Seit meiner Jugend beschäftigen mich Fragen rund ums Mensch-Sein.
Mit dem Start als Elektroingenieur nahm meine berufliche Laufbahn einen sehr rationalen Beginn. Erst die spätere Begegnung mit Menschen mit schwerer geistiger und mehrfacher Behinderung brachte mich zurück zu meinem ursprünglichen Interesse am Wesen des Menschen. Es folgten das Studium in klinischer Sozial-und Heilpädagogik und anschliessend mehrere Jahre mit Leitungsverantwortung auf Stufe Wohngruppe und Wohnheim. Ende 2018 wagte ich den Schritt in die berufliche Selbständigkeit.

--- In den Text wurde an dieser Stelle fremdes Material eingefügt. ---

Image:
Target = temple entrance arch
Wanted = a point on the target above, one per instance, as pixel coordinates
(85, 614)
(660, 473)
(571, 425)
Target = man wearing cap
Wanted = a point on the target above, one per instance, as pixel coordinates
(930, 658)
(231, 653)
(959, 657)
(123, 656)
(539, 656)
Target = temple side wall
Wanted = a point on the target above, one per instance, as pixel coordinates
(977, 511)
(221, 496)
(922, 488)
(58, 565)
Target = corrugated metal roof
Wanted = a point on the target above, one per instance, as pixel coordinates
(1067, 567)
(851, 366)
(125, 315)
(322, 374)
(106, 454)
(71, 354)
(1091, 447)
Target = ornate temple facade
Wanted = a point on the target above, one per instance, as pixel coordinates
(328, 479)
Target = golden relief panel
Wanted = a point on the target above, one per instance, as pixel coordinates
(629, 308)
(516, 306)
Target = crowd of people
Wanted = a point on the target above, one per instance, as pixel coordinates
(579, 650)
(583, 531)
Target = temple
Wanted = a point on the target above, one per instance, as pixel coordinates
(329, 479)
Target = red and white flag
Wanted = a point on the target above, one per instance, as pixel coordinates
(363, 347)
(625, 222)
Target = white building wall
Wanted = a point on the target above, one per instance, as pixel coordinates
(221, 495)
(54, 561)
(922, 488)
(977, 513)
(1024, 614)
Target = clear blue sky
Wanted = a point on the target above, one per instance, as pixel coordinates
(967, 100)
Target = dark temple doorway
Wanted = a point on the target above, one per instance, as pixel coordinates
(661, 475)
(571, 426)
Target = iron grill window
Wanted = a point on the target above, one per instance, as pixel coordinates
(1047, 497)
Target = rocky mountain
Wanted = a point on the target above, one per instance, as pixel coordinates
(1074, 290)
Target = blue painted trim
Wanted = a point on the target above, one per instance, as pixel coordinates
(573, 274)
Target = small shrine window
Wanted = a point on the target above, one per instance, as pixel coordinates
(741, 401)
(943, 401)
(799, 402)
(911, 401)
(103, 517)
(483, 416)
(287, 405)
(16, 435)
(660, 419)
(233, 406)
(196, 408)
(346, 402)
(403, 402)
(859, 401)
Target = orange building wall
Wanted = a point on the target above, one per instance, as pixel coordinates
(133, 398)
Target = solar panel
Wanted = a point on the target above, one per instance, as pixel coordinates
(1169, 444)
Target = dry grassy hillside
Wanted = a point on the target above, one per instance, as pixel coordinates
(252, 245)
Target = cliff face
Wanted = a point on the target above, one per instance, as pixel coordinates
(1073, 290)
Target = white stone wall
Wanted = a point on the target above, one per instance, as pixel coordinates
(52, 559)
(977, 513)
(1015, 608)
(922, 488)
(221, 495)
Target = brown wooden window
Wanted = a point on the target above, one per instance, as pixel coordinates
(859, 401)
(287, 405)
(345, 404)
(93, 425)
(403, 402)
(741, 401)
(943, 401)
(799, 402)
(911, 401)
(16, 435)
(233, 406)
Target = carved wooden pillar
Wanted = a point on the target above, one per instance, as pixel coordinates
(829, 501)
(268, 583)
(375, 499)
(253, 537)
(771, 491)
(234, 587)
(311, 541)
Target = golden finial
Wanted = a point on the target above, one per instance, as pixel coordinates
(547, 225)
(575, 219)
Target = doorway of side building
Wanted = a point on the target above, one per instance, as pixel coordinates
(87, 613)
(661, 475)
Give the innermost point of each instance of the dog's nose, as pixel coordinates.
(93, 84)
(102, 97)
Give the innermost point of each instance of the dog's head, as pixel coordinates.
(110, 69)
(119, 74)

Die Ausbildung zum Seelenzentrierten Coach bei Sabina Wyss liess meinen Wunsch, direkt mit Menschen zu arbeiten wiederaufleben. Weitere wichtige Erfahrungen auf dem Weg zu mir sammelte ich in Rückführungen bei Rita Zeier, in systemischen Aufstellungen bei Evelyne Steinemann und anderen, in diversen Kursen für spirituelles Bewusstsein bei Thomas und Jeannette Vogel, einem tantrischen Jahrestraining bei Peter Schröter und Doris Christinger. Die Ausbildung zum spirituellen Sterbebegleiter bei Veetman und Sukhi Masshöfer hat mich erfahren lassen, dass Leben und Sterben eins sind, sie gehören zusammen, bedingen einander, wie das Ein- und das Ausatmen.
«Ausatmen ist Tod, Einatmen ist Leben […].
Wenn du aufhörst auszuatmen, kannst du nicht einatmen. Wenn du aufhörst zu sterben, kannst du nicht leben.»
«Wenn du in jedem Augenblick stirbst und wiedergeboren wirst,
wirst du in der Lage sein, das Leben zu leben und auch den Tod zu leben.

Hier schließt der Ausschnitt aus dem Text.